Nach Werner kamen noch seine drei Brüder zur Welt - im Jahre 1936, 1938 und 1941.
Verbindung mit dem Ort
Die Familie Zimmermann hatte wegen dem Umziehen nicht so große Verbindung mit dem landwirtschaftlichen Ort. Im Gegensatz mit den Bauern, die jedes Jahr ihr Feld ackerten und Getreide einsäten. Dass der Vater oftmals Versetz wurde, erklärte Werners Mutter mit dieser Geschichte: „Einschneiend war mein Vater kein begeisterter Lehrer, weil der Schulrat, hat meine Mutter erzählt, der hat zu ihrem Vater, der Oberlehrer in Zossen war, gesagt: Jetzt schick ich dir den, das ist die letzte ... wenn du den nicht hinbringst, dann können wir den vergessen als Lehrer.“
Russische Kriegsgefangene
Am Ende des Krieges im Winter 1944, der sehr kalt war, zogen durch den Ort russische Kriegsgefangene, die in Scheunen unterbracht wurden und die elend ausgeschaut haben. Die Bauern haben ihnen Kartoffeln und Brei aus Getreide gegeben. Manche Gefangene versuchten sich zu verstecken, damit sie nicht weiter gehen mussten, aber die Bauern sollten die Scheunen untersuchen. Einmal hat Werner mit seinem Freund auch gesucht und einen Gefangenen im Heu gefunden, der dann von einem anderen Russen ausgeschimpft wurde.
Das mach ich nicht
Werners Vater war in der nationalsozialistischen Partei, weil es sonst nicht Lehrer sein könnte, aber zum Volksturm wollte er nicht hin. Eine Pistole haben und auf Menschen schießen, das wollte er nicht. „Das mach ich nicht.“ Sollte er gesagt haben. Er hatte vielleicht besser Konnexionen als Lehrer, darum ist ihm das ohne weiteres durchgekommen. Werner erinnert sich aber, dass seine Mutter Angst hatte, dass er eingesperrt wird, weil er im Gasthaus oft gegen das Nazi-Regime geschimpft hat.
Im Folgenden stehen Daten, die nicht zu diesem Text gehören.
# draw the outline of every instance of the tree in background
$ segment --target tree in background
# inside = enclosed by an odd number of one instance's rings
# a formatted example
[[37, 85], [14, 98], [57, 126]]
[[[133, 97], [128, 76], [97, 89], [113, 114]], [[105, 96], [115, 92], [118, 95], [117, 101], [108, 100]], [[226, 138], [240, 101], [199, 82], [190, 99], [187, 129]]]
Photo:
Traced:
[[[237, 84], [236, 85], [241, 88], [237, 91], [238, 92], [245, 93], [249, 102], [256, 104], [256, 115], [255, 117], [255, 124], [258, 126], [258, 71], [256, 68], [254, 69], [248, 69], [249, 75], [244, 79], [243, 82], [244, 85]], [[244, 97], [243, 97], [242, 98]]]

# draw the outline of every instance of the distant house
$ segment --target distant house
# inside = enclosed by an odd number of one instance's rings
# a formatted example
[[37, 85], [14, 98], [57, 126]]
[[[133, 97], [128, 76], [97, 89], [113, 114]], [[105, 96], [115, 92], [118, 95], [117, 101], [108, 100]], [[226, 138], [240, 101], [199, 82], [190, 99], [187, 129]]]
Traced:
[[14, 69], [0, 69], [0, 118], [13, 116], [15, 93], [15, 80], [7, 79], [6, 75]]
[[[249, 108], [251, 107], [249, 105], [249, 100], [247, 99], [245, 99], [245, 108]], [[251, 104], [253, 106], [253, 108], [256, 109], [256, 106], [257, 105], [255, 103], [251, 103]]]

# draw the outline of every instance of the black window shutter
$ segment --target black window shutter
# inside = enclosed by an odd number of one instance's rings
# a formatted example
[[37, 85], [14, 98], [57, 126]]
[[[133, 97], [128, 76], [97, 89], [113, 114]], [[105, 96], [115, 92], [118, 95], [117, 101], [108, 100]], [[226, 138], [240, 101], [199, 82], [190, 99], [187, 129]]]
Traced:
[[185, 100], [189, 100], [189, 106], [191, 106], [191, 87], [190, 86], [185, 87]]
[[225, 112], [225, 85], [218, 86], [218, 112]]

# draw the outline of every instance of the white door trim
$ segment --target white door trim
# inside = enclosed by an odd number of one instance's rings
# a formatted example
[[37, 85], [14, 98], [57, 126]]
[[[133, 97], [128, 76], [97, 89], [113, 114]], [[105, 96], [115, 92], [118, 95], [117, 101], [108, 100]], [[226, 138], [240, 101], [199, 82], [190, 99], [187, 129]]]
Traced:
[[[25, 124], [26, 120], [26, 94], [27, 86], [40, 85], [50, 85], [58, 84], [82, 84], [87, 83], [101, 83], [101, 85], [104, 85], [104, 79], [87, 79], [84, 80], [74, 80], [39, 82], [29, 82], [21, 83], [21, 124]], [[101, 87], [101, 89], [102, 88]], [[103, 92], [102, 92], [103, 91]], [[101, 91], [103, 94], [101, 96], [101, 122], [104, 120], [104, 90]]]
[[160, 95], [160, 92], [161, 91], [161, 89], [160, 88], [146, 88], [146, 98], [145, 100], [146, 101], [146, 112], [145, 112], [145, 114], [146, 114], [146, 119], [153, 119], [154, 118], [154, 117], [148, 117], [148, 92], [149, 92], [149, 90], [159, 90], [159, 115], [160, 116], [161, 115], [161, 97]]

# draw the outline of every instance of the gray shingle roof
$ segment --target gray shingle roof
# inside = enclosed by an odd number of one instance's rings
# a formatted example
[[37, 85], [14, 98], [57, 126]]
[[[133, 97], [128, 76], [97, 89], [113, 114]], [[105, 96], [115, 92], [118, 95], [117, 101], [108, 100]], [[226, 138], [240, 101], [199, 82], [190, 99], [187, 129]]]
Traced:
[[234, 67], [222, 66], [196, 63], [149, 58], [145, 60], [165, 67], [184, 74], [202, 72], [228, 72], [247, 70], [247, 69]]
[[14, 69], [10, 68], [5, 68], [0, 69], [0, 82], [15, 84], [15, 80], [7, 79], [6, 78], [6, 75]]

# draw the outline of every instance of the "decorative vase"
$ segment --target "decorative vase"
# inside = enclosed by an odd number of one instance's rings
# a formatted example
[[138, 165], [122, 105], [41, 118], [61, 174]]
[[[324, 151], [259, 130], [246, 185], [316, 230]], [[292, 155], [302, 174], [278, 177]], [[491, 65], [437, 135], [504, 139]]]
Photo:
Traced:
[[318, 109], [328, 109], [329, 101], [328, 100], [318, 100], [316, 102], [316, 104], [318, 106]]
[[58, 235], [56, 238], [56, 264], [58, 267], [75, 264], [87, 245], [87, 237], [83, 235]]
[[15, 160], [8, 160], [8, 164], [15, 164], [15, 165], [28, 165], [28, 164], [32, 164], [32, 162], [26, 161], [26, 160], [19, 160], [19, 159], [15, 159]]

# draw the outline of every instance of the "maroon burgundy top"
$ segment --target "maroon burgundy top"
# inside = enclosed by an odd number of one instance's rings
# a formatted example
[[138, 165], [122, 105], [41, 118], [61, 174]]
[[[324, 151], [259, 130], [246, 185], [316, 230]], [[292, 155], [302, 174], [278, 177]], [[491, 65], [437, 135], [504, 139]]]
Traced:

In der Schule hatte er bis Ende April 1945 noch unterrichtet, was nicht so üblich war. In der Früh war die 5.-8. Klasse dran, nachmittags die Kleineren.
Beim Einmarsch der russischen Soldaten, am 5. Mai 1945, ist Werners Vater umgekommen. „Er ist erst noch in eine Scheune rein, da sind wieder Russen hereinkommen. Die haben dann was gesucht. Er hat gemeint die suchen ihn.“ Er wollte weglaufen und wurde erschossen. Seine Flucht hatte keinen logischen Grund, es musste eine unterbewusste Reaktion auf die Angst sein, die er vor den Soldaten hatte.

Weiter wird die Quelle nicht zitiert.